# Lake Erie Smallie In Dunkirk, NY



## UFM82 (Apr 6, 2004)

Went to hit the smallies over the weekend with 16 guys from around the country- had guys from Texas, Alabama, Georgia, Pennsy, NY, Virginia, Toronto and a few other places. We met up and stayed at a little place in Dunkirk, NY- about 60 miles SW of Buffalo. Fished Lake Erie on May 13-16. The fishing was incredible. Over the 3 days of fishing, the bunch boated nearly 1500 fish. ( No, that's not a typo- 1500 fish.) One boat with 3 guys had over 200 on Thursday. I took a buddy of mine from here with me and we fished Friday and Saturday- over 60 fish for us on Friday. I caught a 5.1 and Bernie caught a 5.3 fish. I caught 4 in the 4 pound plus range and more 3-3 1/2 lbers than you care to see. It was awesome. We did not catch a fish under 2 lbs all day on Friday. Tubes were my #1 bait but Lucky Crafts, Bandits, Rapalas, hair jigs and C-rigged plastics all scored. 

I also picked up my new boat on Friday. ( See the River page for a picture.) It did very well on the big lake. Comfortable and easy to fish out of. 

Erie is a great fishery- clean water and tons of fish. It will be an annual trip from now on. Can't pass up fishing like that.

UFM82


----------



## twistertail (Apr 10, 2004)

WOW! That is amazing. Great job. got any pics?


----------



## UFM82 (Apr 6, 2004)

but they are all too big to put here- I can't size them to fit. Anybody offer some help?

UFM82


----------



## twistertail (Apr 10, 2004)

Cant help witht he pics, dont have a clue about that stuff, cant wait to see the pics though.


----------



## redhawk fisherman (Apr 13, 2004)

Erie is the best as long as the weather cooperates! Those 80-100 fish days bring back memories.  

Danny


----------



## UFM82 (Apr 6, 2004)

This pattern will hold for about another month or so- until the water warms into the upper 60's. All you northwestern Ohio guys should jump on this. Presque Isle, Pennsylvania over to Dunkirk, NY- find 15-20 foot of water off the shore and hit with whatever you want. There are MILLIONS of fish there, I swear. It was amazing.

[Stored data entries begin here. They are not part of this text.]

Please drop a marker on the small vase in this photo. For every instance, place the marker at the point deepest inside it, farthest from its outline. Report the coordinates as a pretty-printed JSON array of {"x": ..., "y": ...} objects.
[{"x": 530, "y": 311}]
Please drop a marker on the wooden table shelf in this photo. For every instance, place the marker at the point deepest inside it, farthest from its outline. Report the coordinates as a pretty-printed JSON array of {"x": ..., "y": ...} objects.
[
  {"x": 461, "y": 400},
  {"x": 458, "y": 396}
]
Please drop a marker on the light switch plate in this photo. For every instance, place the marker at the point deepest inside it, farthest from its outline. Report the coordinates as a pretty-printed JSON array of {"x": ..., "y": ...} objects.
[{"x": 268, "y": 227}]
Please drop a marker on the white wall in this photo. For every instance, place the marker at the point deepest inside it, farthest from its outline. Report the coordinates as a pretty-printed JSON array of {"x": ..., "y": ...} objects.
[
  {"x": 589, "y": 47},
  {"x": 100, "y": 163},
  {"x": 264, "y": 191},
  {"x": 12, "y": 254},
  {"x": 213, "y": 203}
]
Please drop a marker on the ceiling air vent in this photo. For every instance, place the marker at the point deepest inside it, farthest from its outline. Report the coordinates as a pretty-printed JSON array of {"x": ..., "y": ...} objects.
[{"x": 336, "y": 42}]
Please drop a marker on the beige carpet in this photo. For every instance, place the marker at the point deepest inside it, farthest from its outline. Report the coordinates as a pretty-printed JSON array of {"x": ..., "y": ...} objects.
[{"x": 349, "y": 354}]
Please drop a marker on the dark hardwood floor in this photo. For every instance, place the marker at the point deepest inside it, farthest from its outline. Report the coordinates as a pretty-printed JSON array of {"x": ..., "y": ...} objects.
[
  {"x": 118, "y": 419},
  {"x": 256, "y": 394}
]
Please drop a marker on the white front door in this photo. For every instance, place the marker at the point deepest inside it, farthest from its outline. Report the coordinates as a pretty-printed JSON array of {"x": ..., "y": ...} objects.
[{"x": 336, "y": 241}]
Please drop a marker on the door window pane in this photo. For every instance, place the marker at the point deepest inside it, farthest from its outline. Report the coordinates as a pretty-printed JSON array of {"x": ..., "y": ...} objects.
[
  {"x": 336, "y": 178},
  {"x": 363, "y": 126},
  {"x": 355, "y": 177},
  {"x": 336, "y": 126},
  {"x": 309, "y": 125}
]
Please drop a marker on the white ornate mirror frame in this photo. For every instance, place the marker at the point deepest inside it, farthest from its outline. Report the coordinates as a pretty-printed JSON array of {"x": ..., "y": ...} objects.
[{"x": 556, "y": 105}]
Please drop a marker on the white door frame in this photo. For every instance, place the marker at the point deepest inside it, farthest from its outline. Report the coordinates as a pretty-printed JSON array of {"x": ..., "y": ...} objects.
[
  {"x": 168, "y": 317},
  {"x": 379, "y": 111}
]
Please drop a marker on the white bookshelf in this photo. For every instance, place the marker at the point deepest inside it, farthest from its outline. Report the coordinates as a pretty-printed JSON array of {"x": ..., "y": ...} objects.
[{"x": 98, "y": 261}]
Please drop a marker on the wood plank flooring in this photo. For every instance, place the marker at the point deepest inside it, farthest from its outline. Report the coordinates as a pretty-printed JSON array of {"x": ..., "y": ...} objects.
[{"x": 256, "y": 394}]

I wish I wasn't 6 hours away. 

UFM82


----------



## moe1078 (Apr 8, 2004)

I am heading to Presqe Isle this weekend. Looking forward to catching alot of smallies. I cant even imagine catching a 3 lber let alone 4 and 5 lbs.


----------



## mrfishohio (Apr 5, 2004)

picture help


----------



## catking (Apr 5, 2004)

See UFM, all it took for you to catch fish was to change species in which you hunted  Heck, them bass are like fish in a barrel,ask Triton Bill and Lundy  ya can throw in Dale and Shake also. Must be a reason for fishin for bass................... Hey, that smallie action is first class fishin !!! CATKING


----------